Nonprescription antidiarrhoeal drugs also contain significant
amounts of aluminum; Essilad (Central) has 370 mg of aluminum
salts per ml; Kaopectate Concentrate (Upjohn) has 290 mg
aluminum per ml.
Aluminum ammonium sulfate is widely used as a buffer and
neutralizing agent by manufacturers of cereals and baking powder.

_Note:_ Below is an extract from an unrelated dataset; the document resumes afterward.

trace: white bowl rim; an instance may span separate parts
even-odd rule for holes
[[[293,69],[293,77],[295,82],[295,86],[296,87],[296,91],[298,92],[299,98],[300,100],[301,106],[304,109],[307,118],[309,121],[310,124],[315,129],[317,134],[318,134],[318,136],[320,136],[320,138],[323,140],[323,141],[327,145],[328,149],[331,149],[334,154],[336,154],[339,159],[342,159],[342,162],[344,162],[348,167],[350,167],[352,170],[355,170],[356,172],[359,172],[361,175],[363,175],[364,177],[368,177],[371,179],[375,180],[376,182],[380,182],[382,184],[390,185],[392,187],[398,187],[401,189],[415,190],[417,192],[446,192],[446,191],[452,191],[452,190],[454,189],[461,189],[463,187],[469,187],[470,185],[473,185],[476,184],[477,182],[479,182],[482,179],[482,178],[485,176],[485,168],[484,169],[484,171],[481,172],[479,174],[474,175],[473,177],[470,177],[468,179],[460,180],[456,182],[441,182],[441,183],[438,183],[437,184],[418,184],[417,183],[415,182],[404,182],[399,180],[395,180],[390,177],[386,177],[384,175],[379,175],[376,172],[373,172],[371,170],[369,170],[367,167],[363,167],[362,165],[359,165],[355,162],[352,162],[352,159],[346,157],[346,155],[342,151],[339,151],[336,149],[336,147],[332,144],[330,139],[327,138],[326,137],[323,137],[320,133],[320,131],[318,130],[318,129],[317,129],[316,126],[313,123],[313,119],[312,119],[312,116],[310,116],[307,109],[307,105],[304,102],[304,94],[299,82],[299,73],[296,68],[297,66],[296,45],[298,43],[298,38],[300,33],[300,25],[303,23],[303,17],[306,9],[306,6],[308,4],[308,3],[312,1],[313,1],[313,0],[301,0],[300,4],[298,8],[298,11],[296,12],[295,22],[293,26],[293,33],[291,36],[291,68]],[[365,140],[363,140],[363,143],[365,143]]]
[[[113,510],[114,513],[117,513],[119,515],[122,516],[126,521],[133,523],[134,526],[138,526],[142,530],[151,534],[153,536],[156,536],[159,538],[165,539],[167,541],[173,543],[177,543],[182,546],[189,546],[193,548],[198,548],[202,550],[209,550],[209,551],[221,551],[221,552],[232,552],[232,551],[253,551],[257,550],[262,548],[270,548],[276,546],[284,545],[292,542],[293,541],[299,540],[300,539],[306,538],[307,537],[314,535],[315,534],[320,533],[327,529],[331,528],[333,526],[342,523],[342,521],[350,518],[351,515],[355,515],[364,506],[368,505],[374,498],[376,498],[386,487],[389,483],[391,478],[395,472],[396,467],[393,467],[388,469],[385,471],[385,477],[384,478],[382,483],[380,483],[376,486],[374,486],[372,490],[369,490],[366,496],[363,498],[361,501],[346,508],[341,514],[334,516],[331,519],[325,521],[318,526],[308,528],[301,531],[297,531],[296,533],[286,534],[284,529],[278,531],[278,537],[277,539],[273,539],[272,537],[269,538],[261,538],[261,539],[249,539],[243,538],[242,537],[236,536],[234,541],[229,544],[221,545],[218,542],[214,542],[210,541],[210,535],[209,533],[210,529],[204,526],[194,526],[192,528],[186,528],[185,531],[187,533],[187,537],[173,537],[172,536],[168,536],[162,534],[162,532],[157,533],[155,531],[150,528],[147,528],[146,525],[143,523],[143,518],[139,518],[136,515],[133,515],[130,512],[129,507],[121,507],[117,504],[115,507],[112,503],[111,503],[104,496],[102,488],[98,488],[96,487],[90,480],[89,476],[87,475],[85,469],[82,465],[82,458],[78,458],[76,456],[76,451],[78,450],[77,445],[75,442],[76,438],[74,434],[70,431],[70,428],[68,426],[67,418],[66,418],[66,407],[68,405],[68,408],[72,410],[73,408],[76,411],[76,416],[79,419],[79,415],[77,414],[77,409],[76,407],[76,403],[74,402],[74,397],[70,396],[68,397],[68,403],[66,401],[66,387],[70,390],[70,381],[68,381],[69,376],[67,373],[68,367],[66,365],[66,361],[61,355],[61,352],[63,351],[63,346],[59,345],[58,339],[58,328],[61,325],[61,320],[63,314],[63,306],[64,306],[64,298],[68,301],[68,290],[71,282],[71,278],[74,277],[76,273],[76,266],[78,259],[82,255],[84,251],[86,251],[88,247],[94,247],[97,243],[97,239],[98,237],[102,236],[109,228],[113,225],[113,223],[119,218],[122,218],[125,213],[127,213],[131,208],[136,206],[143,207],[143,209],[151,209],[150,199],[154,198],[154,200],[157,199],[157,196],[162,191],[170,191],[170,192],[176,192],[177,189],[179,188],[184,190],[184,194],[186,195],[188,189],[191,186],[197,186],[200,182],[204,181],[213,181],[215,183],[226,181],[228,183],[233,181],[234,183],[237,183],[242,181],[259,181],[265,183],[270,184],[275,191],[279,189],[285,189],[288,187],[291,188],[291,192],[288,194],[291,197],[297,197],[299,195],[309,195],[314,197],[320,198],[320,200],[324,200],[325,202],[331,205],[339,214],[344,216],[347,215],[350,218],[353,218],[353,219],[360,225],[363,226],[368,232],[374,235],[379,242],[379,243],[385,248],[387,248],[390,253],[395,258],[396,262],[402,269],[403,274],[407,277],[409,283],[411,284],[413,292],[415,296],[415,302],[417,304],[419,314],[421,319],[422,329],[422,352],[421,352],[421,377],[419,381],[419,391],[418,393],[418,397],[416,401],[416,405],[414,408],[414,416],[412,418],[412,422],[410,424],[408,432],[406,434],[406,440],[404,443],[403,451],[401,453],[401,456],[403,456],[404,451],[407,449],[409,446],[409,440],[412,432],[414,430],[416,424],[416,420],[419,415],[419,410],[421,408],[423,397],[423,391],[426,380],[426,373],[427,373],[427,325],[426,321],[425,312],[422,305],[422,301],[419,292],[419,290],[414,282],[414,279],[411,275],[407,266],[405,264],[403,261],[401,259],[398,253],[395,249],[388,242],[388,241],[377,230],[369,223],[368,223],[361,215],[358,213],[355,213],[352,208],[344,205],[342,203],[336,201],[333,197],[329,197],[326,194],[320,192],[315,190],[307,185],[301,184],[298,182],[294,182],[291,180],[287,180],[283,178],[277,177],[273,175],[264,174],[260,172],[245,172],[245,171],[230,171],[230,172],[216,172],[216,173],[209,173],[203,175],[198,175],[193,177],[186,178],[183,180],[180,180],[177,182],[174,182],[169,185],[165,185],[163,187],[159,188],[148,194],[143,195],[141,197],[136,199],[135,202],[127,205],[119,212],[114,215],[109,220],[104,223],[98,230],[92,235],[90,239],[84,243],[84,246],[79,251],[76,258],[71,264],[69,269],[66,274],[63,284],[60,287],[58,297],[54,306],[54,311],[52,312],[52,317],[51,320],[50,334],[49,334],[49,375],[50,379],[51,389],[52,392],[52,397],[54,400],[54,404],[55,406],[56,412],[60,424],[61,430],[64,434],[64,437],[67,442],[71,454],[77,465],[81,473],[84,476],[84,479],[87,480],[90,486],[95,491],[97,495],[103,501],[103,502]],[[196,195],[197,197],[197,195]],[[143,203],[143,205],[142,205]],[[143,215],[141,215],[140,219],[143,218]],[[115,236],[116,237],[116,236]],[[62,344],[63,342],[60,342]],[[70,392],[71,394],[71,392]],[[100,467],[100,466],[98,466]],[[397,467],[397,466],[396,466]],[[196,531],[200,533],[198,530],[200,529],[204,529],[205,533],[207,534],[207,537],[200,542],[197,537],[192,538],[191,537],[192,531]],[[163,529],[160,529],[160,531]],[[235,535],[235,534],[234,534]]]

Aluminum Potassium Sulfate, known as aluminum flour or
aluminum meal, is widely used in baking powder and clarifying
sugar.
The annual use of sodium aluminum phosphate has now
reached the amount of 19 million kilograms per year; it is used in
large amounts in cake mixes, frozen dough, self-rising flour, and
processed foods, in an average amount per product of from three to
three and one-half per cent. Some 300,000 kg. of sodium aluminum
sulfates are used in household baking powders each year, averaging
from twenty-one to twenty-six per cent of the bulk of these
products.
Aluminum wrap is now everywhere; toothpaste is packaged in
tubes lined with aluminum; there are aluminum seals on many food
and drink products; and soft drinks everywhere are now packaged in
aluminum cans. While the amount of aluminum ingested on any
given day from all of these sources may be infinitesimal, the parade
of products coated with or mixed with aluminum available on a
daily basis is frightening. Its effects are the equivalent to that of a
slow virus, as the metal accumulates at vital points in the system,
particularly in the human brain. Thus the number of Alzheimer’s
victims is probably outnumbered by the number of potential victims,
who will later be afflicted with its terrible symptoms.